AmandaKedaigle commented 7 years ago

Hmm, @Mkebede I just ran some checks, and it actually looks like your new script is the one that creates some duplicates, rather than the older version. However, since the duplicated lines won't affect the function of Garnet, I think this is fine. We can trade the speed upgrade for some duplicated lines in events_to_genes.xls (Another member of our lab is working an even more sweeping update of Garnet, including this script, so I think our time is better spent there rather than chasing this down). I just updated the version of that file in the test directory so that tests will pass, and I don't believe there needs to be any documentation upgrades. It looks like she did commit the .txt file already, so unless there's any more objections, @agitter or @Mkebede, I'll merge this PR tomorrow?
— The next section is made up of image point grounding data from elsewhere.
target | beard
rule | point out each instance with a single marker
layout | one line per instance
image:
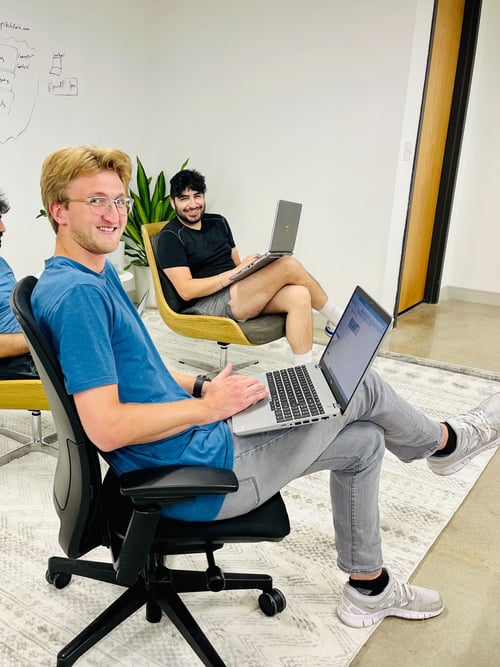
(190, 220)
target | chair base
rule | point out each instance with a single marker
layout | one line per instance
(159, 592)
(34, 443)
(213, 370)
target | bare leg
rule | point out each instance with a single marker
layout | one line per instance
(250, 296)
(295, 301)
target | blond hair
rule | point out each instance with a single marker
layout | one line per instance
(66, 164)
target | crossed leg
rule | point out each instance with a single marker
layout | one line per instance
(281, 287)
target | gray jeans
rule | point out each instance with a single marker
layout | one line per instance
(352, 447)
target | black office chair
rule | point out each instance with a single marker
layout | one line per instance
(123, 514)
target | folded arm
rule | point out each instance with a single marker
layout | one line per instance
(194, 288)
(12, 345)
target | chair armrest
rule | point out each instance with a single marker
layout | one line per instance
(151, 488)
(176, 482)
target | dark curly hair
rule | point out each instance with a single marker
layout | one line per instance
(4, 204)
(187, 179)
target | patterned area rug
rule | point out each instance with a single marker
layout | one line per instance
(36, 620)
agitter commented 7 years ago

@AmandaKedaigle Sounds good to me, thanks for checking the differences in the output files. If you commit the new version of events_to_genes.xls in this branch then Travis CI will run the tests and confirm they pass before we merge. If you're confident it will pass, then it isn't a big deal.

Either way I agree we're ready to merge if you have the updated events_to_genes.xls file.
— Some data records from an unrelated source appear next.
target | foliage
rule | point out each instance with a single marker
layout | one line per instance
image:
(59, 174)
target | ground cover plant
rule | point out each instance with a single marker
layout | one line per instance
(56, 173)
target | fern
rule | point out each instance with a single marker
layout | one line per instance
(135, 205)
AmandaKedaigle commented 7 years ago

Thanks so much @agitter and @Mkebede! So glad to get this upgrade and test case in 👍

The tests are passing, but the main page still has a "build failing" label on it. Maybe it will change after some update time has passed, but if not, do you know how to fix it?

agitter commented 7 years ago

Awesome! Thank you both for the new features and updated test case.

The build icon must have been a caching problem. It shows build passing when I checked now and the test log shows that both integration tests (Forest and Garnet) are being run in test_integration.py.

agitter commented 7 years ago

I updated HISTORY.rst with these changes. Should we release Omics Integrator version 0.3.1? This pull requested added a fairly major new feature.

AmandaKedaigle commented 7 years ago

Sounds like a good idea to me!

agitter commented 7 years ago

The last release I attempted had some errors related to end of line characters, but I'll try again if no one else gets to it first. It may take me a while.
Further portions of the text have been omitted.